Ninga?
October 30, 2000 1:35 PM   Subscribe

Ninga? Nintendo and Sega to form joint company. With Sony and M$ to contend with, it doesn't come as much of a surprise.
posted by john (28 comments total)
 
I prefer Sintendo
posted by owillis at 1:50 PM on October 30, 2000


Man. After 15 years of building consumer animosity (SEGA SUCKS! oops... instinct, sorry :-) towards the two products and companies, they're hooking up.

I'm intrigued, and somewhat disturbed. I wish there was more information about it.

ObNameMerge: Nintega.

(owillis' is better. sigh.)
posted by cCranium at 2:03 PM on October 30, 2000


I agree, bravo.

Perhaps, we can have crossover games like they do in comics.

Hedgehogs and Apes unite!
posted by john at 2:15 PM on October 30, 2000


How about a merged-name-anagram?

Eon Ant Design
Agent Sid Neon
Dang Sine Tone!
Saigon Needn't
posted by daveadams at 2:59 PM on October 30, 2000


The Genesis was always way better than the SNES. 6 buttons, my ass!
posted by Succa at 4:07 PM on October 30, 2000


SNES was SO much better than the Genecrap, what are you smokin, Succa? Sega has never had the classics like Metroid, Zelda, Mario, Donkey Kong, or Kirby's Adventure.....
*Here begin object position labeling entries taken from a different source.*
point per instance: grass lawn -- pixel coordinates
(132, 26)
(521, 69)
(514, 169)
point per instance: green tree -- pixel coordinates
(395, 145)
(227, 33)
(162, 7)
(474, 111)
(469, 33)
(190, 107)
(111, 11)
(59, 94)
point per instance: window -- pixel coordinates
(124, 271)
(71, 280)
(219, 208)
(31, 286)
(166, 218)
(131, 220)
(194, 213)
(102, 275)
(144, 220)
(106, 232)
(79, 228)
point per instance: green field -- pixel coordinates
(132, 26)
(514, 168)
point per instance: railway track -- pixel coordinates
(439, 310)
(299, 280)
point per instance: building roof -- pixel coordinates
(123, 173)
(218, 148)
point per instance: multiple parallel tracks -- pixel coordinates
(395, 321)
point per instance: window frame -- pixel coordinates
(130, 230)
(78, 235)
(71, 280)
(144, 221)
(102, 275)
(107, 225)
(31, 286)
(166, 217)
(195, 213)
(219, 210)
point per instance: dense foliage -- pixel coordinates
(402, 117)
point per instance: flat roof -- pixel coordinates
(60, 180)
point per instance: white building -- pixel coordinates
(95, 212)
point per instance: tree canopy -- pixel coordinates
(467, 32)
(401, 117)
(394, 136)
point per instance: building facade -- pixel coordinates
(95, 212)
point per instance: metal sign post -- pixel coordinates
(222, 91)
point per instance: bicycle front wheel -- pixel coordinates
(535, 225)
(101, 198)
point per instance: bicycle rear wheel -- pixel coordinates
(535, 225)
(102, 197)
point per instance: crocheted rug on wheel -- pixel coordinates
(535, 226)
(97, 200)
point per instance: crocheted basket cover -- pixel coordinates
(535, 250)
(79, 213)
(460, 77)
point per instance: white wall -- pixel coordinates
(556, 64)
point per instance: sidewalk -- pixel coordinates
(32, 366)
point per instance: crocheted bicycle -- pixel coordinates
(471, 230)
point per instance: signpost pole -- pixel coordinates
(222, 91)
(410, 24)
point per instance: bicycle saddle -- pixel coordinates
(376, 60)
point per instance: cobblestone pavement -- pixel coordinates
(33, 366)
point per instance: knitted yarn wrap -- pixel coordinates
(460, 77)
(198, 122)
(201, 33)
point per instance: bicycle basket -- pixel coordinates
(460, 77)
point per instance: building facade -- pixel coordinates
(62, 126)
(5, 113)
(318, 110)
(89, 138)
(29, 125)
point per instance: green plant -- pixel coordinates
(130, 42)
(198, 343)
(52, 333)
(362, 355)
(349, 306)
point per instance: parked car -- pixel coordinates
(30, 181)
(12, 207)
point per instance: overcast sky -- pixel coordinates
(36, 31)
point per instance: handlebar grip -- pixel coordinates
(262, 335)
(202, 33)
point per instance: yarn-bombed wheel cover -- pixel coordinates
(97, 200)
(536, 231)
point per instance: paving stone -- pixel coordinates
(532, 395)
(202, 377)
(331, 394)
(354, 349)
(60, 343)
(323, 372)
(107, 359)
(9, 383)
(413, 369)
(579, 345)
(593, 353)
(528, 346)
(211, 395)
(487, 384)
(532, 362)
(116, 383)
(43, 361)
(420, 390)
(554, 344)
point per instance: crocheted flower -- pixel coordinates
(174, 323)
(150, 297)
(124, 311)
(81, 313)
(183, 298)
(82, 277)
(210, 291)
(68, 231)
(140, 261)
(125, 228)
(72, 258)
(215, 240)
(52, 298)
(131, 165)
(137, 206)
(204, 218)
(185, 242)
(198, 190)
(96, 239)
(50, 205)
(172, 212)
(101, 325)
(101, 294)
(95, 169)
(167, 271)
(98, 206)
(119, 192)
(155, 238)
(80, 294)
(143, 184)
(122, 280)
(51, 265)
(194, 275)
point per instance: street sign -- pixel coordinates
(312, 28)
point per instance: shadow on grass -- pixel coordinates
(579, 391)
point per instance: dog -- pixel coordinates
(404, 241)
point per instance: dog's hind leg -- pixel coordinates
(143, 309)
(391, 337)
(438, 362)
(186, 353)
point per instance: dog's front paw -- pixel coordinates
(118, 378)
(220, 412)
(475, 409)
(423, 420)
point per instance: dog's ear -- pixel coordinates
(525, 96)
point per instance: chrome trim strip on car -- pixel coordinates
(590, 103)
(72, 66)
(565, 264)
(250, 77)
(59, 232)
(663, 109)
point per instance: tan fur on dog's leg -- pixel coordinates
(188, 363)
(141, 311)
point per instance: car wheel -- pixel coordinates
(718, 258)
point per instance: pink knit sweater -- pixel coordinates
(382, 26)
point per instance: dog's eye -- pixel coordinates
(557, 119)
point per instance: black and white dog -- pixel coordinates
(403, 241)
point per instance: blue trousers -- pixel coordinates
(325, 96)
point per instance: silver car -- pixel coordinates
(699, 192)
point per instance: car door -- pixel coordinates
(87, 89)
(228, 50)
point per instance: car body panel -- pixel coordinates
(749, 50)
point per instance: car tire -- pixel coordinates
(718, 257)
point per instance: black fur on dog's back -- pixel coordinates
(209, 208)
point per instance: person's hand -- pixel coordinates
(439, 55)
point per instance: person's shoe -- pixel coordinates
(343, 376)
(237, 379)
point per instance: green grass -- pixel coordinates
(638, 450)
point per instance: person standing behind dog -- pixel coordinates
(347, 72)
posted by grank at 5:20 PM on October 30, 2000


Please! First of all, every sports game was always better on the Genesis.
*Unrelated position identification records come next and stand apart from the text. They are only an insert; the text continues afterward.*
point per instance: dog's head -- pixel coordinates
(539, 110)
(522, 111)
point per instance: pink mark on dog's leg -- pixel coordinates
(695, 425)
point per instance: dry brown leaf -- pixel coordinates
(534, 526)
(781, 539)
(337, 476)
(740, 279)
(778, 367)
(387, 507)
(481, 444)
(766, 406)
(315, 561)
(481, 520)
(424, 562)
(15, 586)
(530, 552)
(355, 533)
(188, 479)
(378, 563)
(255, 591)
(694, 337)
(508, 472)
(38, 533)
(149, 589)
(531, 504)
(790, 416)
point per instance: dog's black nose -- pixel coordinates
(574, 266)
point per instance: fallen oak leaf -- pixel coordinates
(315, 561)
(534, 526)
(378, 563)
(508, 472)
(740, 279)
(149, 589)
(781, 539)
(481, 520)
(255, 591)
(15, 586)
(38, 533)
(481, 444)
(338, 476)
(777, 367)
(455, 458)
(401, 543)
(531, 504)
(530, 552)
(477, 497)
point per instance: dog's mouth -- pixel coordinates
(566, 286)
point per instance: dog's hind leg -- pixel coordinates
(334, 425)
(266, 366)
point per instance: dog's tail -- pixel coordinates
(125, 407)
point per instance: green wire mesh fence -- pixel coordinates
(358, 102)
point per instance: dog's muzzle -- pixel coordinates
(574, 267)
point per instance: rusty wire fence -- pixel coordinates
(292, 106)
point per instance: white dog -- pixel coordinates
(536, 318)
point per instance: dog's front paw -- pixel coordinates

Case in point: NHL '94 for the Genesis. Possibly the most fun game ever created.

Second of all, while the Mario games were great, their spin-offs weren't always so hot. Yoshi games, for example. And all the Wario stuff.

I just never liked the SNES controller. The controller makes the console, IMO. The Genesis controller still remains the best one I've used.
posted by Succa at 5:32 PM on October 30, 2000


Mmmm. NHL '94 for Genesis ...

Man, those were the days. 2nd-3rd year of University, playing NHL '94 until our eyes were too dry to shut. That was the only console action I was ever into (since Intellivision). Genesis controller was much, much better.
posted by sylloge at 5:42 PM on October 30, 2000


bah!
console wars.
To find the best console, all you need is one word: Squaresoft.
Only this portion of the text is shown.